[Image: “Self-Portrait,” by Alyssa L. Miller; found it on Flickr, and use it here under a Creative Commons license. (Thank you!) The glib “if someone looks to their right, they’re probably lying” trick, it turns out, is not as true as was once thought. Finer-tuned studies, especially mapping what the brain is doing when one’s eyes move in a given direction; looking up and to the left, as the photographer apparently was for this photo, is commonly associated with remembering visual images. Now, this photo was taken in 2009: if I contacted the photographer and asked her about the circumstances, odds are she wouldn’t remember if, back then, she was remembering any image in particular — but in the present, while thinking about which photo I was referring to, then, then she might look up and to the left.]
From whiskey river:
Memory, and time, both immaterial, are rivers with no banks, and constantly merging. Both escape our will, though we depend on them. Measured, but measured by whom or by what? The one is inside, the other, outside, or so it seems, but is that true? Time seems also buried deep in us, but where? Memory is right here, in the head, but it can exit, abandon the head, leave it behind, disappear. Memory, a sanctuary of infinite patience.
Is memory produced by us, or is it us? Our identity is very likely whatever our memory decides to retain. But let’s not presume that memory is a storage room. It’s not a tool for being able to think, it’s thinking, before thinking. It also makes an (apparently) simple thing like crossing the room, possible. It’s impossible to separate it from what it remembers…
We can admit that memory resurrects the dead, but these remain within their world, not ours. The universe covers the whole, a warm blanket.

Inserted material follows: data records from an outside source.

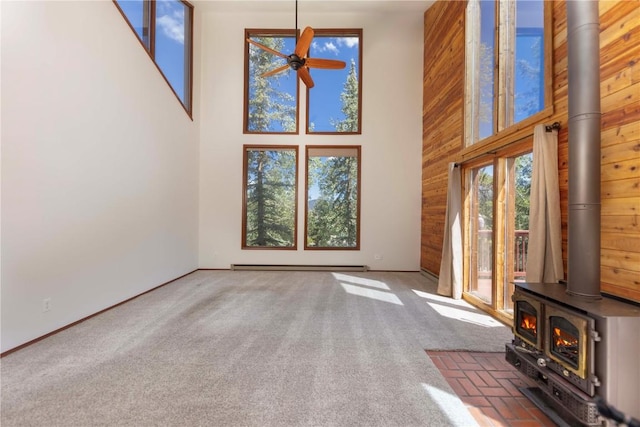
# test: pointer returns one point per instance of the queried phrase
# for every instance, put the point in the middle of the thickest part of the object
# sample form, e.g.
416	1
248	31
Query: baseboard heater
298	267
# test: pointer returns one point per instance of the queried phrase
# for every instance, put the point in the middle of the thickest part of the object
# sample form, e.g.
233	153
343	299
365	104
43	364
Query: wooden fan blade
274	71
302	47
332	64
268	49
303	73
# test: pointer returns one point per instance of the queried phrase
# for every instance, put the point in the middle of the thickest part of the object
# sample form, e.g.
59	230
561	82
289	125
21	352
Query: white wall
99	168
391	139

But this memory is the glue that keeps the universe as one: although immaterial, it makes being possible, it is being. If an idea didn’t remember to think, it wouldn’t be. If a chair wasn’t there, it wouldn’t be tomorrow. If I didn’t remember that I am, I won’t be. We can also say that the universe is itself the glue that keeps it going, therefore it is memory in action and in essence, in becoming and in being. Because it remembers itself, it exists. Because it exists, it remembers.

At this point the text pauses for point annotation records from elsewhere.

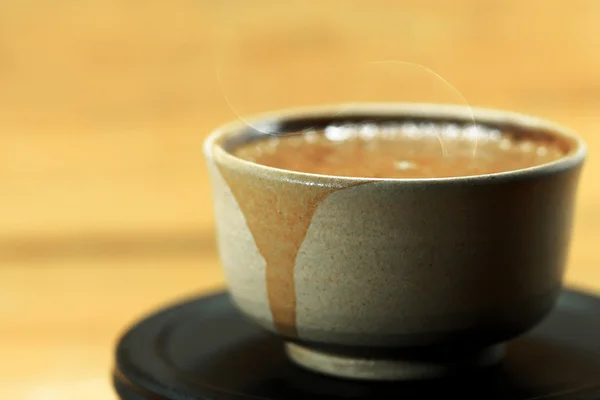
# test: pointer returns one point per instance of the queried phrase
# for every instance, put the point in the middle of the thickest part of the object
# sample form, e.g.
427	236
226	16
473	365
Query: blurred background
105	203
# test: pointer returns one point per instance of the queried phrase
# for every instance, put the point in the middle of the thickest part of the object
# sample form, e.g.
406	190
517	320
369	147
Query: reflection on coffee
404	150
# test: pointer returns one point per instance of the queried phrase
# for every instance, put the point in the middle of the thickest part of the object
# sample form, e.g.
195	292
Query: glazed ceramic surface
392	263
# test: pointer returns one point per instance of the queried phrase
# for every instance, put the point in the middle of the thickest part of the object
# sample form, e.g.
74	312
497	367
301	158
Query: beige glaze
367	267
278	217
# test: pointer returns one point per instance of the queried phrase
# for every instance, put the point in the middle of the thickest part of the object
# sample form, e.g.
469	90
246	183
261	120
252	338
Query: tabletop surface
104	196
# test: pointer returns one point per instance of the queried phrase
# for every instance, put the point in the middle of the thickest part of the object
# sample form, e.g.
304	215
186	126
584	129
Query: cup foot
383	369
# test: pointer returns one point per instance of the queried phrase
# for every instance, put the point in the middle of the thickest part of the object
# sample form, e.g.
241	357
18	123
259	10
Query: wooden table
105	204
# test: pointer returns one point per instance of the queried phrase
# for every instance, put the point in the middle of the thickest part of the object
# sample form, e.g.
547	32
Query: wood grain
105	203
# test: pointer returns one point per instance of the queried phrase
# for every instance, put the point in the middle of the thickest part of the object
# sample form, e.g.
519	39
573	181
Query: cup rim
214	150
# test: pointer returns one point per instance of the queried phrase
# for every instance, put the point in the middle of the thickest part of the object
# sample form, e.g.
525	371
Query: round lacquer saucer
203	349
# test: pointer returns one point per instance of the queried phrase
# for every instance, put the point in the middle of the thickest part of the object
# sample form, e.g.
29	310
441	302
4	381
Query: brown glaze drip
278	214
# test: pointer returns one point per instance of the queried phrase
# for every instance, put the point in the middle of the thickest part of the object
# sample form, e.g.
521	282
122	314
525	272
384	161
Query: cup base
392	369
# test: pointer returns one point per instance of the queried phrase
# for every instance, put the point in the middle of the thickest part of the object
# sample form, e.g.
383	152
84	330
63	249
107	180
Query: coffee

(Etel Adnan[no canonical source online, but quoted in the reliable brain pickings])
…and (italicized stanza):
Passing Along
People who walk by carry something so light
that no one can tell what it is. I know that burden,
lift it carefully from them and take it away
as they go on walking toward the sky.Waiting here still I cherish whatever they find—
miles of lupine ghosting the hills,
an accurate bird whetting its call
beyond the hedgerows where they disappear.“All I ask,” my mother said, “no matter the years
and the life we have, is that when you leave
you turn and wave.” That was long ago.
I like to remember—I turn, I wave.
(William Stafford [again, no canonical source online; quoted in Artful Dodge])
…and:
Morning in a New Land
In trees still dripping night some nameless birds
Woke, shook out their arrowy wings, and sang,
Slowly, like finches sifting through a dream.
The pink sun fell, like glass, into the fields.
Two chestnuts, and a dapple gray,
Their shoulders wet with light, their dark hair streaming,
Climbed the hill. The last mist fell away,And under the trees, beyond time’s brittle drift,
I stood like Adam in his lonely garden
On that first morning, shaken out of sleep,
Rubbing his eyes, listening, parting the leaves,
Like tissue on some vast, incredible gift.